There is not a 'minimum' four day phoretic stage.

It is not a matter of the studies not existing, but of finding the appropriate studies that provide the information you need, and recognizing how that information is important.



Daniel Y said:


> First, corroborate by whos standards. It seems to me most don't think the evidence you require is necessary. I corroborate my treatments work in the fact my hives don't die. I determine to treat by the condition of my hive as well. and none of it has anything to do with mite drops.

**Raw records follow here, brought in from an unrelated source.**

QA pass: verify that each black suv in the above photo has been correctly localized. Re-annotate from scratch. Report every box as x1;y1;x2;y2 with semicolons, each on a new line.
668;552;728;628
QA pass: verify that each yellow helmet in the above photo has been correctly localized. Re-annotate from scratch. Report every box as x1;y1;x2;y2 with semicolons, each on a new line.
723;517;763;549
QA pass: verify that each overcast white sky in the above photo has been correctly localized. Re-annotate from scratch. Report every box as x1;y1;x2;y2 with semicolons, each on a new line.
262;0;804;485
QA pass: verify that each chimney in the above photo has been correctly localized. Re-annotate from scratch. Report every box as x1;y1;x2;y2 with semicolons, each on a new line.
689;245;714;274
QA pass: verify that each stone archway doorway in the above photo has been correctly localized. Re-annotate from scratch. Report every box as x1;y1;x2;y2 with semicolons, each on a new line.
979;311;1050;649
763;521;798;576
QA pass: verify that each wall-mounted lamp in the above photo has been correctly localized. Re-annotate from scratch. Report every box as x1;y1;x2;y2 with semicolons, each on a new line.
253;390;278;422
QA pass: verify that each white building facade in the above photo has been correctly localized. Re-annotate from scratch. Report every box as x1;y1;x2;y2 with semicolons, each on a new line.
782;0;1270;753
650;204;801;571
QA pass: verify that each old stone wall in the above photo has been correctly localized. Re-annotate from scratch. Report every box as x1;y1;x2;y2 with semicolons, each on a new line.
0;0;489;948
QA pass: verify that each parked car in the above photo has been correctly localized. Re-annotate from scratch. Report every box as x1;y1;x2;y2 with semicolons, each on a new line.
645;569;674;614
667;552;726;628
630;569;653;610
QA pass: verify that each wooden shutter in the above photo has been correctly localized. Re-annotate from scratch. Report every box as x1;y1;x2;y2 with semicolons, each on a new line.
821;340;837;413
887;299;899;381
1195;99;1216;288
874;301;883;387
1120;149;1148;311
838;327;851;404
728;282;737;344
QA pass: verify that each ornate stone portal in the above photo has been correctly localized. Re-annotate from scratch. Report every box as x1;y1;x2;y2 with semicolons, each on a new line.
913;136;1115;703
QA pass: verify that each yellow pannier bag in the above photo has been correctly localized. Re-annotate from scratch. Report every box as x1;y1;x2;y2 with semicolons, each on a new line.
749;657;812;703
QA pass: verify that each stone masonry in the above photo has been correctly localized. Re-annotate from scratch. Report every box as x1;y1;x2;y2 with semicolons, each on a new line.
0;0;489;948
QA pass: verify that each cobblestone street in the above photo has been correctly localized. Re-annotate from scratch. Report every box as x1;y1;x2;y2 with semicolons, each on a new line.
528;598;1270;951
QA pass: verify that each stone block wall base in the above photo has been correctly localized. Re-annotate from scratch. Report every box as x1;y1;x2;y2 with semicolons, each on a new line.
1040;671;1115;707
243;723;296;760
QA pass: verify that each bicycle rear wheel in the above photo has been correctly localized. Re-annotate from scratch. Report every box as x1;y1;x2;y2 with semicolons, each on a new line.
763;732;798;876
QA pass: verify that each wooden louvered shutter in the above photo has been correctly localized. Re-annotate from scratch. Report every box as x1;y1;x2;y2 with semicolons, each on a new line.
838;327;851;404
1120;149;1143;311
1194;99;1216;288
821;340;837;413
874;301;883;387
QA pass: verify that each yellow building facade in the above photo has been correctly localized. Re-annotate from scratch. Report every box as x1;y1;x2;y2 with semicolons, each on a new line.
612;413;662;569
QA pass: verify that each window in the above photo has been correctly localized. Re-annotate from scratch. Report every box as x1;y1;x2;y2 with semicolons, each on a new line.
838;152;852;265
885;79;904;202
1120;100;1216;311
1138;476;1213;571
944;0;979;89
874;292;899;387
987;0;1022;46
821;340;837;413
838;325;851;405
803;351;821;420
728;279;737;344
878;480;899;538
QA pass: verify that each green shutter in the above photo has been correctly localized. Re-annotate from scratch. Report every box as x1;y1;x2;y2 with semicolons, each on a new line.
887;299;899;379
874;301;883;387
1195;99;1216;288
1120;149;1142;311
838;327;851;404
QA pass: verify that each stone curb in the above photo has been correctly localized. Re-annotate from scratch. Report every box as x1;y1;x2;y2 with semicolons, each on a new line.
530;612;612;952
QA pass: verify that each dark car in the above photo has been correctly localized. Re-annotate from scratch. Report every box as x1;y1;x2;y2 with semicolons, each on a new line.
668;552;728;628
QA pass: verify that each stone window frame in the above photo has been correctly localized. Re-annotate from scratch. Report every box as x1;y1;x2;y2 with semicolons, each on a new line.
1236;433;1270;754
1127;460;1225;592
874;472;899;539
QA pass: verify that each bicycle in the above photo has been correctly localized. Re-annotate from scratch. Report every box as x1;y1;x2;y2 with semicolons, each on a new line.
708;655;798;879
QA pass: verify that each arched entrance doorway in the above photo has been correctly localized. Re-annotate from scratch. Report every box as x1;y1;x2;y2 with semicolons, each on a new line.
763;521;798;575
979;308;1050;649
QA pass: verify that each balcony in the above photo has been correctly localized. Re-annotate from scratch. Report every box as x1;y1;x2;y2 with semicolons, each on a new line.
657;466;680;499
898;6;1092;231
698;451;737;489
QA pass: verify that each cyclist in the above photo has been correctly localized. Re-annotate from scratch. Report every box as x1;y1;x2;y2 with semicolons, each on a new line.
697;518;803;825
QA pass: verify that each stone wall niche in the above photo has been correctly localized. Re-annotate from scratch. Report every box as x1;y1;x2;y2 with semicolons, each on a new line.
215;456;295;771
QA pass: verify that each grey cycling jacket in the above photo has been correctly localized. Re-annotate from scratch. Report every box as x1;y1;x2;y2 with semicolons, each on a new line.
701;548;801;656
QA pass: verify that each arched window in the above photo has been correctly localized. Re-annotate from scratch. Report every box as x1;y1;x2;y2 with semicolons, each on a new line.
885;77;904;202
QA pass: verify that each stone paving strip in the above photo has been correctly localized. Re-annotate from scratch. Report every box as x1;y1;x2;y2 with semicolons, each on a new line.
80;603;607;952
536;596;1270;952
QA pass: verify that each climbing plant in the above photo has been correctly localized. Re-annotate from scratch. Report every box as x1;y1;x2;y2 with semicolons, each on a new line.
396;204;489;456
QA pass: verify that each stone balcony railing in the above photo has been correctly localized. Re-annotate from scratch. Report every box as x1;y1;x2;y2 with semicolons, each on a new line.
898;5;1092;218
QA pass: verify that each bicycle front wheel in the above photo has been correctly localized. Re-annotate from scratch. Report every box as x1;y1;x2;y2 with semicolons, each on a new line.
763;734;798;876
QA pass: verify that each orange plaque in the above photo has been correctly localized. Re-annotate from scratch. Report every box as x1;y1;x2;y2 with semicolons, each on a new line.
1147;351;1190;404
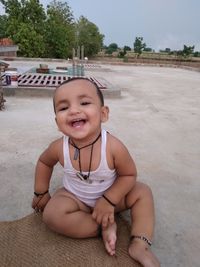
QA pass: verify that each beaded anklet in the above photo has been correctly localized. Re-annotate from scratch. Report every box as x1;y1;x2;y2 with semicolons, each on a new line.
130;235;152;246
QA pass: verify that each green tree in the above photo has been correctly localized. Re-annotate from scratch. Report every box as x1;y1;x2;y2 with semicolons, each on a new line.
45;0;75;58
76;16;104;56
182;45;194;57
0;15;8;38
0;0;46;57
106;43;118;55
133;37;146;56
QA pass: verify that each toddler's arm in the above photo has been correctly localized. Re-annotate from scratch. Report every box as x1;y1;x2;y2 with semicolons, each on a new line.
92;135;137;227
32;139;61;211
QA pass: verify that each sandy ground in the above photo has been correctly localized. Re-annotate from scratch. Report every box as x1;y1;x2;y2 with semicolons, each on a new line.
0;59;200;267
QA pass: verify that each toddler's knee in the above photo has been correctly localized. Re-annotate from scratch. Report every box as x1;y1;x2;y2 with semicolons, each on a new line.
42;207;53;226
135;182;152;197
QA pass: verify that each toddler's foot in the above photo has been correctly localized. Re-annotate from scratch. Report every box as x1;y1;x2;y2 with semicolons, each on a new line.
128;239;160;267
102;222;117;256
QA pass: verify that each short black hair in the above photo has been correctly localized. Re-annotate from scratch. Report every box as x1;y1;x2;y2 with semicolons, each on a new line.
53;77;104;113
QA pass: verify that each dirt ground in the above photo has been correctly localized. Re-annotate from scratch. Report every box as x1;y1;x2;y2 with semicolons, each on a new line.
0;61;200;267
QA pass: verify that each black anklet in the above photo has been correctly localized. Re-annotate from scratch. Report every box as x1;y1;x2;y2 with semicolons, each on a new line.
34;190;49;197
102;195;116;208
130;235;152;246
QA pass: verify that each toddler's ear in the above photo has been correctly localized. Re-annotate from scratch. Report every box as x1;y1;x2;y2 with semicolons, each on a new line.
101;106;109;122
55;117;60;131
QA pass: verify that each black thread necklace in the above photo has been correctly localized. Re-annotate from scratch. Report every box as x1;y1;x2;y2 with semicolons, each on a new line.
69;133;101;181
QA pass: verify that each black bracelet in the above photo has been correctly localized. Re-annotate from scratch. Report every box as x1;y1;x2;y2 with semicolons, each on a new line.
34;190;49;197
102;195;116;207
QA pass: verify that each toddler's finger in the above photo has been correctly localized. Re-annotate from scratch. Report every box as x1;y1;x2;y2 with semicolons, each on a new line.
108;213;115;224
102;214;109;228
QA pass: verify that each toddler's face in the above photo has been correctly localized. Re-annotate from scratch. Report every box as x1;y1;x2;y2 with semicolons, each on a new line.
54;80;108;142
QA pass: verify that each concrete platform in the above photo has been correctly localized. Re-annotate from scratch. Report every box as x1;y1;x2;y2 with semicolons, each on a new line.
0;61;200;267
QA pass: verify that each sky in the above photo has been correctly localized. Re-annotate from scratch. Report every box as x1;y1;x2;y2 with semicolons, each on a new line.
0;0;200;51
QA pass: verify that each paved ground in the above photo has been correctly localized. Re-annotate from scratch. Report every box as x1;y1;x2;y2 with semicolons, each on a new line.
0;59;200;267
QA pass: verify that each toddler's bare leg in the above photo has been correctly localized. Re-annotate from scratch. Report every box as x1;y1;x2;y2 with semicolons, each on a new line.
43;188;99;238
118;182;160;267
102;222;117;256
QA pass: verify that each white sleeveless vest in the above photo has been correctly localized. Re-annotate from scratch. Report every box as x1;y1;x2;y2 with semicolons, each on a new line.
63;129;117;207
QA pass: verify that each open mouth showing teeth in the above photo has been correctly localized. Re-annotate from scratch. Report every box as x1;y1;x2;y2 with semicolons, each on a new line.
71;119;86;127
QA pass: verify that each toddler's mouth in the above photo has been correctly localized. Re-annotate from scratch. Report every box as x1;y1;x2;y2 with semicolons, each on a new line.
71;119;86;128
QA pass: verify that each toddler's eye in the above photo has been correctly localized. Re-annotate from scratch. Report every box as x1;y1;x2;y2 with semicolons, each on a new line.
59;107;68;111
81;101;90;106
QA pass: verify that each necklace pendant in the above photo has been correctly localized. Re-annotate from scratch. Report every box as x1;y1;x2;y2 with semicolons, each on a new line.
74;148;79;160
76;172;88;181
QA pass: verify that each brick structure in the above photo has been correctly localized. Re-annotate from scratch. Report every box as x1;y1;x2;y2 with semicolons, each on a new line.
0;38;18;57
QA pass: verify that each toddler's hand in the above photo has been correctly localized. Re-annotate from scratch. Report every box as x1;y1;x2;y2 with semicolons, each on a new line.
92;197;115;228
32;193;51;212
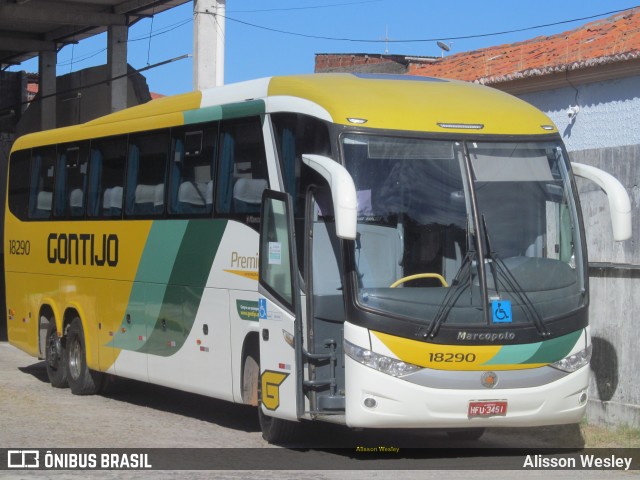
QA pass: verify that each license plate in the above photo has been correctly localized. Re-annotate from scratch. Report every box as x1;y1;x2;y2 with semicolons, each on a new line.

So I have to call into question the reliability of the method you prefer. I have looked at mite drop, washes and shakes and rejected them as far to variable.
> 
> 3 treatments at 7 day intervals has been developed as a reliable schedule with our without your particular criteria. You may need to go back a ways to find just how that was done if it is recorded at all. I am not sure anyone is going to recreate that discovery now that you have gotten involved with bees. Sort of like anyone is going to take the time to go back and establish bee space simply because you suspect it may not be correct. I tend to also think that if yo choose not to except correct understanding you will simply reject the next bit of information on similar reasoning.
> I saw your thread on mite drop. I simply stopped following it at the point I considered it well beyond reliable. I simply am not buying those results. Something smells funny and like opening someone elses refrigerator. I don't take the time to find out what. *I simply close the door.*
> ...


And you close the door on furthering your own understanding of the nature of the issue and the information provided.


----------



## psm1212 (Feb 9, 2016)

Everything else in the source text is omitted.